La exfoliación permite que las células de la piel se renueven, especialmente cuando hemos llegado a la madurez. Puedes usar sal, café, avena o canela molidos finamente. Aplica un poco en tus dedos y dale un masaje suave con movimientos circulares a tu rostro por un par de minutos. Si sientes la piel irritada y reseca después de la exfoliación, cambia de ingrediente.

Tonifica

Es importante tonificar la piel de tu rostro para que recupere suavidad y elasticidad. Cualquier tónico que uses debes aplicarlo con un algodón y suaves golpecitos. Si usas uno comercial, asegúrate de que contenga aceites vegetales, omegas y polifenoles. Si quieres hacer uno completamente natural, mezcla media onza de aceite de jojoba, un cuarto de aceite de semilla de uva, media onza de aceite rosa mosqueta, cinco gotas de vitamina E y ocho gotas de geranio. Aplica cuatro o cinco gotas de esta mezcla como tónico.

Protección solar

Los rayos solares deshidratan la piel, la resecan y adelantan los signos de envejecimiento.

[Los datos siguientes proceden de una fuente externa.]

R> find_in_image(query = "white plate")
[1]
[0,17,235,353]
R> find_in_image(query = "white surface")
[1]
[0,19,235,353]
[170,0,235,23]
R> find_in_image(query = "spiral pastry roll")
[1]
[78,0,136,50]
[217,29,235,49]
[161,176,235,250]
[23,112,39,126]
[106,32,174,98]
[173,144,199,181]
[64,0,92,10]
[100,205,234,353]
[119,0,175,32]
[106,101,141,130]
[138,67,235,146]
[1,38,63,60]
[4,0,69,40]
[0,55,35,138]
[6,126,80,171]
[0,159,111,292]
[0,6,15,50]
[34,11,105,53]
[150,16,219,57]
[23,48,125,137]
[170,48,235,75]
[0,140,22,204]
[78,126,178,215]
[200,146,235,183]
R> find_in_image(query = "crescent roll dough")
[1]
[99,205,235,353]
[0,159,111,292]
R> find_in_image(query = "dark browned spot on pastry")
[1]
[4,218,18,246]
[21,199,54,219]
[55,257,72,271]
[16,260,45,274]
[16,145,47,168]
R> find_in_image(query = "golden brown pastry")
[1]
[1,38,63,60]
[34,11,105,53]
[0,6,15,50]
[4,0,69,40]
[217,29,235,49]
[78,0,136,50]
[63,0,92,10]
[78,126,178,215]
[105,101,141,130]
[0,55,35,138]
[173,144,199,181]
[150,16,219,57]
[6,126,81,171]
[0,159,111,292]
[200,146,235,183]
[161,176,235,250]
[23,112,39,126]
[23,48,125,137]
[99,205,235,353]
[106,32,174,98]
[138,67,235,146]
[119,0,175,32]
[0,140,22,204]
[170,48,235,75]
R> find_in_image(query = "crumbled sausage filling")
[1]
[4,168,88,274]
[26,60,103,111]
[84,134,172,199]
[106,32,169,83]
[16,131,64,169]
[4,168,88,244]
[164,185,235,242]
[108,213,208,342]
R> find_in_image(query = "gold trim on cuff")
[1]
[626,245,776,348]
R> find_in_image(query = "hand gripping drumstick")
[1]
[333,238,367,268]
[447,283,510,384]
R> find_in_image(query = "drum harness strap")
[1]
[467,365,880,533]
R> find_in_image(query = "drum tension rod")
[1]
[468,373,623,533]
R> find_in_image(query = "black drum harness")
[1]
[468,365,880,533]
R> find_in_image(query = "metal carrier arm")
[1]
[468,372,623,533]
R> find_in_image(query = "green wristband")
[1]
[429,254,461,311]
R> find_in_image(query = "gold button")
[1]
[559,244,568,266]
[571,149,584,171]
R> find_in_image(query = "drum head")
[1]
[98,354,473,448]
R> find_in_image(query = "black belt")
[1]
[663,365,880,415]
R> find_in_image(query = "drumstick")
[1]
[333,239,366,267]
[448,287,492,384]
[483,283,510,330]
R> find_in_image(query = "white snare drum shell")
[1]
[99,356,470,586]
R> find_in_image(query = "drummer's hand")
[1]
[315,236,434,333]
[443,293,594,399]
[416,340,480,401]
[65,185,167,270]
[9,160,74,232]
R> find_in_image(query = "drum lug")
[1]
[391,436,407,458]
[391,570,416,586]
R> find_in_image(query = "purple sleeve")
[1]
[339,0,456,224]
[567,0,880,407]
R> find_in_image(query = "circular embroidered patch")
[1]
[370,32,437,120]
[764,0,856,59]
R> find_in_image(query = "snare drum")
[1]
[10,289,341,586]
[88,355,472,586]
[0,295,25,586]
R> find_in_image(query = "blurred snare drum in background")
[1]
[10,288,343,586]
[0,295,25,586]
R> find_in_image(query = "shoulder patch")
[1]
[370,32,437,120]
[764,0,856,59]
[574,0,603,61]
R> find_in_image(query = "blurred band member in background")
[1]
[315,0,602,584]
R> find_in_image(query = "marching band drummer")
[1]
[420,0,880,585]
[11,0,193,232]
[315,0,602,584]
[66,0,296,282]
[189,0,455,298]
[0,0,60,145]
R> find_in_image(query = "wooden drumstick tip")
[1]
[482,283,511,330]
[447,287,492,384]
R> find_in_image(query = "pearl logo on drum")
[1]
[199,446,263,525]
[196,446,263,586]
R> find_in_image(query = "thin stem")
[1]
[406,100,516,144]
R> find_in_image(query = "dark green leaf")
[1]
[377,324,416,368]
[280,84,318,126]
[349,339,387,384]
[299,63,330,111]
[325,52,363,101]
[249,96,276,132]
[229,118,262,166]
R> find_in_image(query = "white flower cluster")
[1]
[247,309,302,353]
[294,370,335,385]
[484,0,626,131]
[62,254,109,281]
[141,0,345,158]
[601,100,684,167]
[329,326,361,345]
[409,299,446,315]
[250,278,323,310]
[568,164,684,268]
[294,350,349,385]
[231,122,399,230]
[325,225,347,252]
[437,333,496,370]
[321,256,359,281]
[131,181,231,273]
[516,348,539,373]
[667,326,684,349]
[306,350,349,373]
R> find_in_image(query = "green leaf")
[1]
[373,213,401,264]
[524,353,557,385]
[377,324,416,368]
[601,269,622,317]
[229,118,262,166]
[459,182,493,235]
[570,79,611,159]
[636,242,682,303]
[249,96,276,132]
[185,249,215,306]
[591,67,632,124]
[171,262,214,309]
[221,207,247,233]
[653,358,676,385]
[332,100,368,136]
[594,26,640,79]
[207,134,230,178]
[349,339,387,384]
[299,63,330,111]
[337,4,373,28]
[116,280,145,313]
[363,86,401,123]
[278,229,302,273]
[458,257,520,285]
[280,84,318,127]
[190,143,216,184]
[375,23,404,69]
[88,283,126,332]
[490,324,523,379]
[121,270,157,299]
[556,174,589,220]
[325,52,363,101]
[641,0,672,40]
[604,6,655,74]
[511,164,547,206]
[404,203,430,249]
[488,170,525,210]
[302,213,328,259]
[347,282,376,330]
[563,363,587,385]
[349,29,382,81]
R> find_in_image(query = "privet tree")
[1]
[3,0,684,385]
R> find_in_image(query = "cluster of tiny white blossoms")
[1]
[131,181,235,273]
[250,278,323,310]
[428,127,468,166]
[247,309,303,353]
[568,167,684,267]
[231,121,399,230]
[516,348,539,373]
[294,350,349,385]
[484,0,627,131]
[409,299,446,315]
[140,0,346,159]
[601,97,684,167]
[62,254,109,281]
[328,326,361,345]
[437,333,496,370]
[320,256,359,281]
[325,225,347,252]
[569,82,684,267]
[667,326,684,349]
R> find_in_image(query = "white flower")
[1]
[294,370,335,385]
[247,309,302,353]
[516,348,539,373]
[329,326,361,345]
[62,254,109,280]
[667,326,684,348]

Al elegir una crema hidratante asegúrate de que contenga un factor de protección solar mínimo de 15, así como glicerina, lanolina, óxido de zinc, ácido hialurónico y omegas.

Los ojos

Los ojos son una zona del rostro que concentra muchos de los signos de envejecimiento, como arrugas y bolas. Su piel es más delicada que la del resto de la cara, por lo que es necesario un cuidado particular con una crema diseñada especialmente. Cuida que tu crema de ojos contenga colágeno y estimule la elastina con elementos como vitaminas E, C y K, ácido hialurónico y retinol. Además debes aplicarla con suaves golpecitos de tu dedo anular, pues al tener menos fuerza que el índice ejerce menos presión sobre la delicada piel de tus ojos.